Last updated April 20, 2023

Enhanced Certificates can help you protect against man-in-the-middle attacks by using an sslmode of verify-full when connecting to a Heroku Postgres database. The Enhanced Certificates feature provisions publicly verifiable end entity TLS certificates from the ISGR Root Certificates.

Overview

Prerequisites

• A Standard, Premium, Private, or Shield tier Heroku Postgres database, version 13 or greater

Enable Enhanced Certificates

Install the Heroku Data CLI Plugin

To install the data plugin, use the following CLI command:

$ heroku plugins:install data

Provision a New Heroku Postgres Database with Enhanced Certificates

To provision a Heroku Postgres database with Enhanced Certificates Beta, pass the --enhanced-certificates-beta flag to the add-on creation command:

$ heroku addons:create heroku-postgresql:standard-0 -a example-app --enhanced-certificates-beta

Add Enhanced Certificates to an Existing Heroku Postgres Database

To enable Enhanced Certificates on an existing Heroku Postgres database, use the

$ heroku data:labs:enable enhanced-certificates -a example-app --addon=ADDON_NAME
Enabling enhanced-certificates on ADDON_NAME... done

Alternatively, you can use the heroku data:enhanced-certificates:enable CLI command instead:

$ heroku data:enhanced-certificates:enable DATABASE_URL -a example-app
Enabling Enhanced Certificates Beta on example-app... done

It can take 15 minutes or more to provision Enhanced Certificates. You can check the current status with the heroku data:enhanced-certificates:status command.

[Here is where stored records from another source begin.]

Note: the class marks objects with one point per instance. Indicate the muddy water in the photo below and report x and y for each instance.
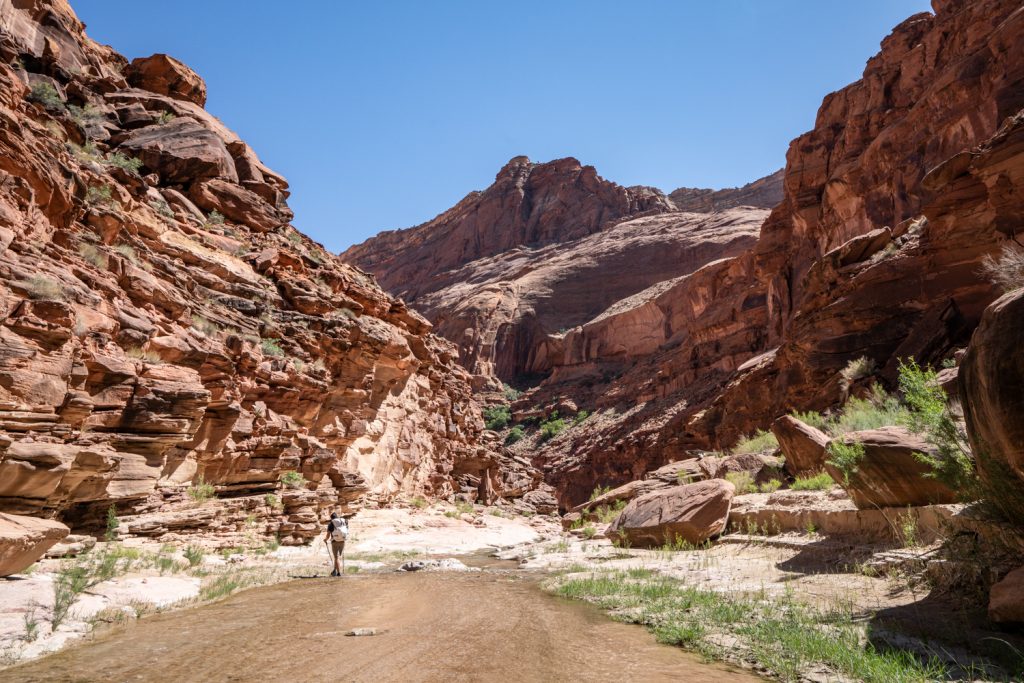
(436, 627)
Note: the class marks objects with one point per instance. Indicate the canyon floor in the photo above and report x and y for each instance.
(485, 588)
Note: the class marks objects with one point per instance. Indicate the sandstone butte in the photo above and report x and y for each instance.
(163, 327)
(681, 323)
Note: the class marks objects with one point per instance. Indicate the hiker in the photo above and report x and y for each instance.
(337, 532)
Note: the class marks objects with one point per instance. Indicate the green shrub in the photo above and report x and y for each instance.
(819, 481)
(845, 457)
(293, 479)
(741, 480)
(47, 95)
(124, 162)
(92, 254)
(761, 441)
(515, 434)
(497, 417)
(931, 416)
(552, 428)
(271, 347)
(201, 492)
(41, 288)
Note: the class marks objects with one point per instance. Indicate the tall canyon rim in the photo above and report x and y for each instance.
(165, 330)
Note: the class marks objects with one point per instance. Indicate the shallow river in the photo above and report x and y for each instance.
(435, 627)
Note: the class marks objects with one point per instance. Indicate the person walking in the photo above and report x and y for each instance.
(337, 534)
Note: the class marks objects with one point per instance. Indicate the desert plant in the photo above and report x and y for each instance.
(92, 254)
(292, 479)
(1007, 270)
(857, 369)
(845, 457)
(931, 415)
(41, 288)
(515, 434)
(742, 481)
(124, 162)
(819, 481)
(201, 491)
(761, 441)
(552, 427)
(45, 94)
(271, 347)
(497, 417)
(112, 523)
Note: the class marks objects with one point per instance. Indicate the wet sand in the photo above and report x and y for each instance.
(436, 627)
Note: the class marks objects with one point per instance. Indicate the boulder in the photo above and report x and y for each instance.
(990, 379)
(166, 76)
(693, 512)
(25, 540)
(890, 475)
(803, 445)
(1006, 600)
(181, 151)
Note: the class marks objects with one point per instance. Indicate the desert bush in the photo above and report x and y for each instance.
(931, 415)
(515, 434)
(819, 481)
(201, 491)
(742, 481)
(124, 162)
(293, 479)
(497, 417)
(761, 441)
(92, 254)
(1007, 270)
(845, 457)
(41, 288)
(47, 95)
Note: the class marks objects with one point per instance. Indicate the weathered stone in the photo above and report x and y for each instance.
(890, 473)
(25, 540)
(802, 444)
(692, 512)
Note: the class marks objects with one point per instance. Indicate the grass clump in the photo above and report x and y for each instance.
(271, 347)
(40, 288)
(552, 427)
(783, 634)
(44, 93)
(92, 254)
(761, 441)
(742, 481)
(1006, 270)
(201, 491)
(293, 479)
(515, 434)
(931, 415)
(819, 481)
(497, 417)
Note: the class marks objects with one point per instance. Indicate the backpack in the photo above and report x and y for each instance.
(339, 529)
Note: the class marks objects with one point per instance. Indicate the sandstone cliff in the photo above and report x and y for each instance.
(164, 330)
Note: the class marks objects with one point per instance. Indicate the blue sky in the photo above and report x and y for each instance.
(382, 115)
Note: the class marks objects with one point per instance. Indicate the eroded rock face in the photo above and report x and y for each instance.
(148, 345)
(890, 475)
(692, 512)
(25, 540)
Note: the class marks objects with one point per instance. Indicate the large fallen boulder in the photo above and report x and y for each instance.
(990, 379)
(693, 512)
(1006, 600)
(890, 474)
(802, 444)
(25, 540)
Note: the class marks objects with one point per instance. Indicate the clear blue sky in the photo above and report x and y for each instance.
(382, 115)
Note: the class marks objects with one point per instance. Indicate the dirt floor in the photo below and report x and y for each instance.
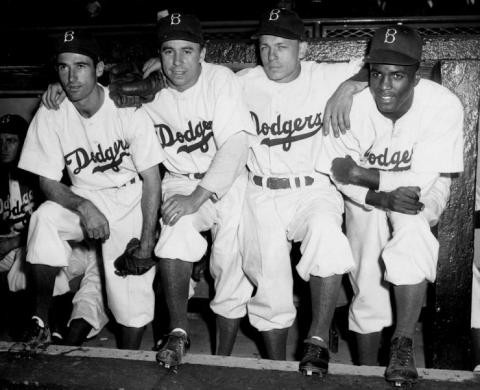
(72, 373)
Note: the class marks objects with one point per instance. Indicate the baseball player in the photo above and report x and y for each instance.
(104, 150)
(406, 134)
(19, 197)
(287, 199)
(203, 126)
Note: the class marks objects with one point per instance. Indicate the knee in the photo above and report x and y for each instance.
(324, 225)
(45, 212)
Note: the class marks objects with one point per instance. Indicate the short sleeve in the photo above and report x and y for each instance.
(145, 146)
(440, 146)
(42, 152)
(231, 115)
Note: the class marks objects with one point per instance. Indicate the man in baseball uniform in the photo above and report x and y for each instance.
(104, 150)
(287, 199)
(406, 135)
(20, 196)
(203, 126)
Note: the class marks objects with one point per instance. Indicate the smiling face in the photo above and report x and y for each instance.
(392, 88)
(181, 63)
(9, 147)
(78, 75)
(281, 57)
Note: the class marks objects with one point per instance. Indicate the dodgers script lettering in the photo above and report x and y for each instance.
(396, 161)
(283, 131)
(195, 137)
(108, 158)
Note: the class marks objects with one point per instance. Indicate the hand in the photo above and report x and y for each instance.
(53, 96)
(93, 221)
(342, 169)
(403, 200)
(152, 65)
(177, 206)
(337, 110)
(9, 243)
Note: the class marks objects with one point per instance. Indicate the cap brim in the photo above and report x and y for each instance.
(180, 35)
(78, 50)
(390, 57)
(277, 32)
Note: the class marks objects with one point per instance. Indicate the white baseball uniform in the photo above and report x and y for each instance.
(16, 210)
(287, 199)
(475, 312)
(103, 155)
(192, 126)
(413, 151)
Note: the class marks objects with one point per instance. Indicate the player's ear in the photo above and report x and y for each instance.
(203, 50)
(99, 69)
(417, 77)
(302, 50)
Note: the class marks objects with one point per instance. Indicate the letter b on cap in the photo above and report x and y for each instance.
(175, 19)
(274, 14)
(68, 37)
(390, 35)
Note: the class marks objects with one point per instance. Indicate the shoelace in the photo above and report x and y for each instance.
(402, 355)
(312, 351)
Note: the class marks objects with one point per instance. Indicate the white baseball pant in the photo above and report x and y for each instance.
(407, 256)
(183, 241)
(131, 299)
(272, 218)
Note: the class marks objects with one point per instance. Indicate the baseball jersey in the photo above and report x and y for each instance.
(192, 125)
(426, 140)
(288, 117)
(103, 151)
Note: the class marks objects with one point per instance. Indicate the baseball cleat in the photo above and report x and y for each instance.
(36, 338)
(173, 349)
(315, 360)
(401, 371)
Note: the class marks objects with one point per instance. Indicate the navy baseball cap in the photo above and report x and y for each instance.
(180, 26)
(14, 124)
(282, 23)
(395, 45)
(80, 42)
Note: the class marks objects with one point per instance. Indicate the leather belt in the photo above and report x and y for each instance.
(281, 183)
(196, 175)
(131, 181)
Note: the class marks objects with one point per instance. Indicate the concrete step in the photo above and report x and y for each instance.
(61, 367)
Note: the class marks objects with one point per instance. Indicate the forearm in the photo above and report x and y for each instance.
(376, 199)
(227, 164)
(151, 194)
(355, 193)
(200, 195)
(364, 177)
(61, 194)
(8, 244)
(389, 180)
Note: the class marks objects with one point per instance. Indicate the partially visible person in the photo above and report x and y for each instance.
(17, 194)
(475, 311)
(111, 156)
(393, 166)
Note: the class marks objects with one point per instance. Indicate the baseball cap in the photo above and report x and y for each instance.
(395, 45)
(80, 42)
(281, 23)
(180, 26)
(14, 124)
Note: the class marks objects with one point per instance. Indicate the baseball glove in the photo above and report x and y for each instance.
(129, 89)
(128, 264)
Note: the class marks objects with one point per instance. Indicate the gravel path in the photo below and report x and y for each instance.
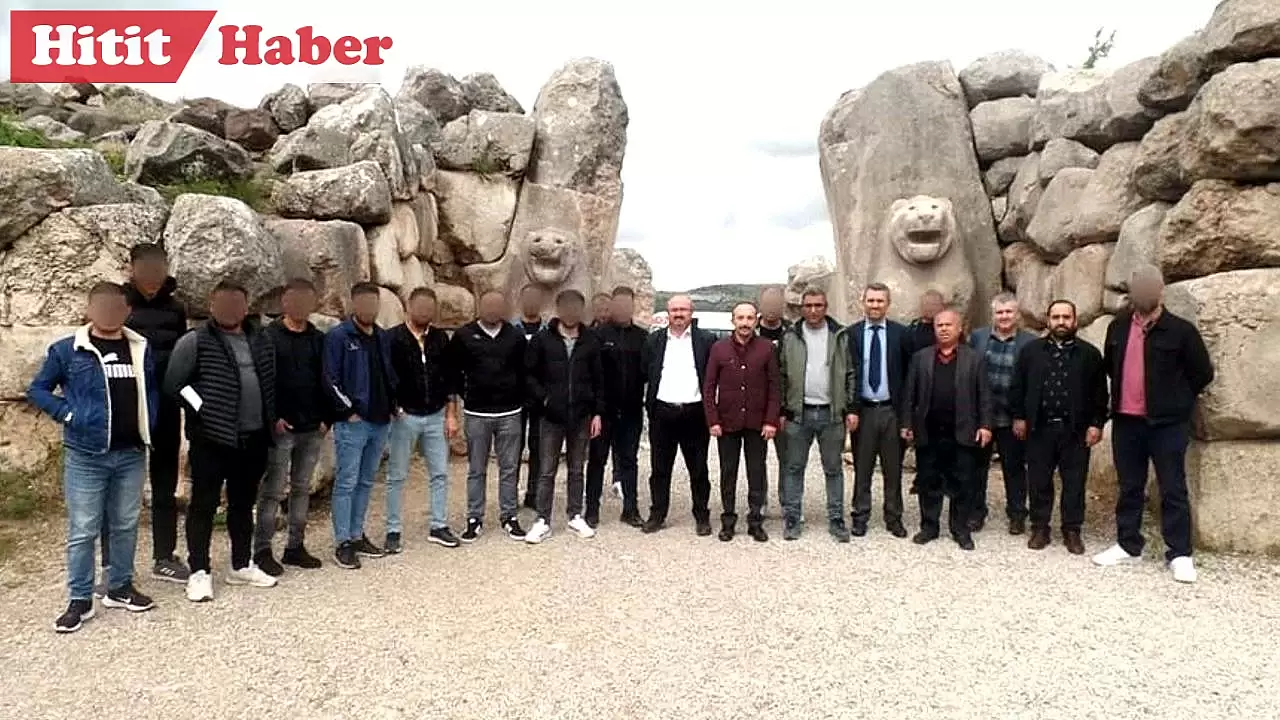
(667, 625)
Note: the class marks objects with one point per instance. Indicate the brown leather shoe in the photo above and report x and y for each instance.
(1073, 541)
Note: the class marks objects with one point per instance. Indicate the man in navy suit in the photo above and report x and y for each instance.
(880, 347)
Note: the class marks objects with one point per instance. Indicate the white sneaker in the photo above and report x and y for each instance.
(1115, 555)
(200, 587)
(1183, 568)
(579, 525)
(250, 575)
(539, 532)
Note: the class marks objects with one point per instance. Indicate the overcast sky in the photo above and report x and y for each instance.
(721, 174)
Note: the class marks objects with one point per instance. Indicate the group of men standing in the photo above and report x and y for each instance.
(259, 402)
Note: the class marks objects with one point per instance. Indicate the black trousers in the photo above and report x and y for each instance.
(734, 446)
(1136, 445)
(1056, 446)
(679, 428)
(165, 443)
(1013, 466)
(620, 438)
(945, 469)
(240, 469)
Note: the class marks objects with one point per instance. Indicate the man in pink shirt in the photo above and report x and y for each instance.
(1159, 365)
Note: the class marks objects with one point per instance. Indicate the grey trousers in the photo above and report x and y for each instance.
(501, 436)
(878, 436)
(289, 465)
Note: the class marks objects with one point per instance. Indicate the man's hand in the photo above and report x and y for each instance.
(1020, 429)
(1092, 436)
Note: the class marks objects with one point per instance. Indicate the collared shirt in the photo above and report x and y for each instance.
(1133, 376)
(679, 383)
(881, 393)
(999, 361)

Disable Enhanced Certificates

If your app or external clients connect to your database with server certificate validation, you must update their configuration before disabling the Enhanced Certificates feature.

For example, if the configuration used sslmode=verify-full, update it to sslmode=require before disabling the database’s enhanced certificate to avoid failed connections.

To disable Enhanced Certificates on an existing Heroku Postgres database,

$ heroku data:labs:disable enhanced-certificates -a example-app --addon=ADDON_NAME
Disabling enhanced-certificates on ADDON_NAME... done

Alternatively, you can use the heroku data:enhanced-certificates:disable CLI command instead:

$ heroku data:enhanced-certificates:disable DATABASE_URL -a example-app
Disabling Enhanced Certificates Beta on postgresql-colorful-12345... done

Display Enhanced Certificates Status

To display the Enhanced Certificates status of an existing Heroku Postgres database,

$ heroku data:labs:list ADDON_NAME -a example-app
=== Experimental Features Available for ADDON_NAME:
[+] enhanced-certificates   Provides publicly signed TLS certificates for connectivity to your addon
[ ] wal-compression         Write-ahead log compression on Heroku Postgres addons

Alternatively, you can use the heroku data:enhanced-certificates:status CLI command instead:

$ heroku data:enhanced-certificates:status DATABASE -a example-app
=== Enhanced Certificates for postgresql-colorful-12345.
Status: Enabled

Connect to a Heroku Postgres Database with Enhanced Certificates

The Enhanced Certificates feature modifies the structure of the connection string of the database to include the following parameters:

• sslmode, set to verify-full. This parameter prevents MITM attacks by automatically performing certificate verification and ensuring that the database hostname matches its certificate. For language-specific instructions on how applications and clients can connect, see Connecting to Heroku Postgres.
• sslrootcert, set to /etc/ssl/certs/ca-certificates.crt. This parameter points to the location of the file containing SSL certificate authority (CA) certificates in Heroku dynos.
• Database clients and applications can also set a different SSL mode (like sslmode=require) to connect to a Heroku Postgres database with Enhanced Certificates. All connections to Heroku Postgres databases require SSL connections.